Armed with an uncanny ability to stun audiences into submission, this
musical free spirit has consistently refused to be pinned down by a single
style or genre, building an inspired body of work that draws strength from a
bottomless wellspring of American jazz, pop, blues, folk and country. The
cinematic poetry of her songwriting is matched by the power of her voice, a
rich, distinctly resonant instrument that's capable of immense emotional
Kurtz's iconoclastic approach is underlined by her decision to
simultaneously release American Standard and Secret Canon, Vol. 1.
Individually, each disc offers ample evidence of Kurtz's abundant talent.

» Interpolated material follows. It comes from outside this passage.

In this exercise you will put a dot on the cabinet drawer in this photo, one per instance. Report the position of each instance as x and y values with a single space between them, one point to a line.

Together, they make a deeply compelling case for her status as a deeply
adventurous, one-of-a-kind artist.
"These two records, " she explains, "cover the two dominant strands of
blues-based DNA that wind through my musical body. One of those strands is
American roots music from the traditions of rock 'n' roll and country, and
the other is my lifelong love of smoky mid-century chanteuse records from
the R&B and jazz bins."
American Standard is a typically expansive Kurtz set, from the plaintive
intimacy of "Invocation" to the rockabilly-inflected swing of "Good in '62"

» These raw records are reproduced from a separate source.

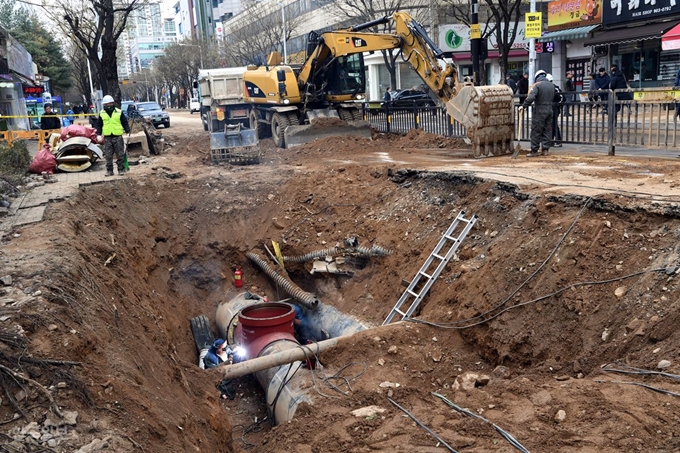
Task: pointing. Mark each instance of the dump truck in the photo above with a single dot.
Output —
(221, 96)
(224, 113)
(288, 101)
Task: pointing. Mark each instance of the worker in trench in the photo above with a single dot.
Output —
(216, 354)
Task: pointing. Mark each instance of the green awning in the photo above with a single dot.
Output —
(564, 35)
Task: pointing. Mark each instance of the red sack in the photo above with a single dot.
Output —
(76, 130)
(44, 161)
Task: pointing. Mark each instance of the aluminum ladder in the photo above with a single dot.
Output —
(425, 278)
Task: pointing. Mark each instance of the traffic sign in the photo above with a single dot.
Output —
(475, 31)
(533, 25)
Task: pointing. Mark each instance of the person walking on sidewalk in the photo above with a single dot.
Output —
(542, 93)
(568, 92)
(110, 125)
(49, 120)
(523, 88)
(602, 83)
(618, 82)
(558, 102)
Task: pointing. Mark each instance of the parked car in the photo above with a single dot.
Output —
(411, 98)
(194, 105)
(149, 110)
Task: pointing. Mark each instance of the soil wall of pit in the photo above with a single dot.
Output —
(130, 263)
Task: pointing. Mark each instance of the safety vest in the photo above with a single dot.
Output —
(112, 124)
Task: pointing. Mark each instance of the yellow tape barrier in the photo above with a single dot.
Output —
(41, 135)
(75, 115)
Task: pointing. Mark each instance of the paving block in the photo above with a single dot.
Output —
(29, 215)
(137, 139)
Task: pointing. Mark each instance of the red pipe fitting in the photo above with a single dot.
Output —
(263, 324)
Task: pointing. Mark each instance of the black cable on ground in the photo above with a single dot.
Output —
(439, 439)
(655, 389)
(538, 299)
(622, 192)
(256, 427)
(640, 371)
(507, 436)
(545, 261)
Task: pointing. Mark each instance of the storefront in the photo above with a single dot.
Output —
(16, 68)
(570, 25)
(633, 40)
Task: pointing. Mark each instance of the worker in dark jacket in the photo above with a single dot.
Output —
(216, 354)
(110, 125)
(618, 82)
(49, 120)
(523, 88)
(541, 94)
(602, 82)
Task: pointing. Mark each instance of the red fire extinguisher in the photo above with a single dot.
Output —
(238, 278)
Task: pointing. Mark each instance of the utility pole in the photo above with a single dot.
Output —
(532, 49)
(475, 39)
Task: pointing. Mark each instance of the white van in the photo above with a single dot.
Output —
(194, 105)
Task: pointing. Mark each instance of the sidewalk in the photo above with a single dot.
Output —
(30, 206)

to the languid Mississippi grind of "Billboards for Jesus." She recorded
half of the album with her longtime drummer/co-producer Randy Crafton and
her live band at Crafton's analog studio Kaleidoscope Sound in New Jersey,
before she and Crafton traveled to Memphis' fabled Ardent Studios. At
Ardent, they cut several tracks with Sun Records rockabilly legend Sonny
Burgess and his band, the Legendary Pacers, whose members are all in their
70s and 80s and whose last personnel change occurred in 1961. From there,
they moved to New Orleans, where they recorded the ebullient "Election Day"
with local brass band the Nightcrawlers (recently featured in HBO's Treme).

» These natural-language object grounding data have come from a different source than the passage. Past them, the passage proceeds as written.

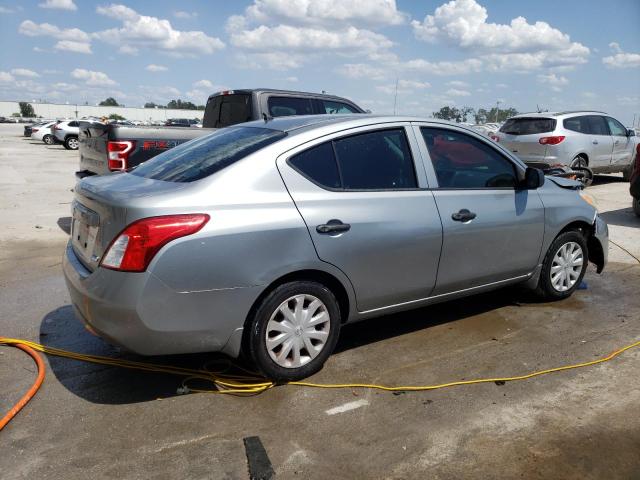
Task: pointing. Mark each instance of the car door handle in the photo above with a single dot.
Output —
(333, 226)
(463, 215)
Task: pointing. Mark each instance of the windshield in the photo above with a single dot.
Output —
(528, 126)
(207, 155)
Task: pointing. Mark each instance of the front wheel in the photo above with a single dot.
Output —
(71, 143)
(294, 330)
(564, 266)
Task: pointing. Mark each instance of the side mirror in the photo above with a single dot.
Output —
(533, 178)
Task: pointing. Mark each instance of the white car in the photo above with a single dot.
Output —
(43, 132)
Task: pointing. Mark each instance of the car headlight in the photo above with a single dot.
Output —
(589, 199)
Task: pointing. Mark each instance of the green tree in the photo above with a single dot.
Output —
(109, 102)
(26, 110)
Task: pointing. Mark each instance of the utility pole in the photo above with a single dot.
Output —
(395, 98)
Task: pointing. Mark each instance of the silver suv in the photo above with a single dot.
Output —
(66, 132)
(575, 139)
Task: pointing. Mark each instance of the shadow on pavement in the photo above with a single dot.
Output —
(113, 385)
(624, 217)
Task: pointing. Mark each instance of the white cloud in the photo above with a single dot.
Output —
(185, 15)
(362, 70)
(32, 29)
(156, 68)
(93, 79)
(463, 23)
(285, 37)
(459, 67)
(6, 77)
(621, 59)
(71, 46)
(59, 4)
(454, 92)
(555, 82)
(24, 72)
(141, 31)
(321, 12)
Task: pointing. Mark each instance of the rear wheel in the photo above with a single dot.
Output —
(71, 143)
(294, 330)
(563, 267)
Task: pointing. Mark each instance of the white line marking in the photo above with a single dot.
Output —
(348, 406)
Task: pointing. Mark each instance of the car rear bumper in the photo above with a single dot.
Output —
(142, 314)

Along with several bracing Kurtz originals, American Standard spotlights the
artist's uncanny skill as an interpreter of other songwriters' compositions.
She turns Elliott Smith's "Don't Go Down" into a howling, desperate blues
plea, while bringing a haunting warmth to Paul Westerberg's "Here Comes a
Regular," on which Kurtz plays lap steel and French/Israeli chanteuse Keren
Ann provides backing vocals. She also breathes new fire into the '50s
rockabilly nugget "Lou Lou Knows," and tackles Sonny Burgess' "Hangin' Round
My Baby" with an organic passion that's reciprocated by Burgess and the
"I've always been a bit of a genre outlaw. which I guess makes it a little
rough to market me," Kurtz states. "But I'm in love with music, not with
genres. If it's a great song, it's a great song. The songs I wrote for
American Standard, and the songs that I covered for it, were deeply
influenced by my recent obsession with collecting 'lost' songs by forgotten
singers on regional labels."
Secret Canon, Vol. 1, recorded live to tape in New Jersey and New Orleans,
spotlights Kurtz's sublime interpretive abilities, with the artist putting
her stamp on such obscure gems as "Do I Love You," a startlingly intimate
ballad by seminal Texas/L.A. blues-jazz figure Floyd Dixon; "Sweet Lotus
Blossom," a 1930s-vintage ode to addiction; "If Yesterday Could Only Be
Tomorrow" and "Come In Out of the Rain," both originally recorded by a
pre-pop stardom Nat "King" Cole with his jazz-blues combo the King Cole
Trio; and the memorably titled "Don't Fuck Around with Love," originally a
tongue-in-cheek doo wop novelty in 1962 by Boston vocal group the Blenders.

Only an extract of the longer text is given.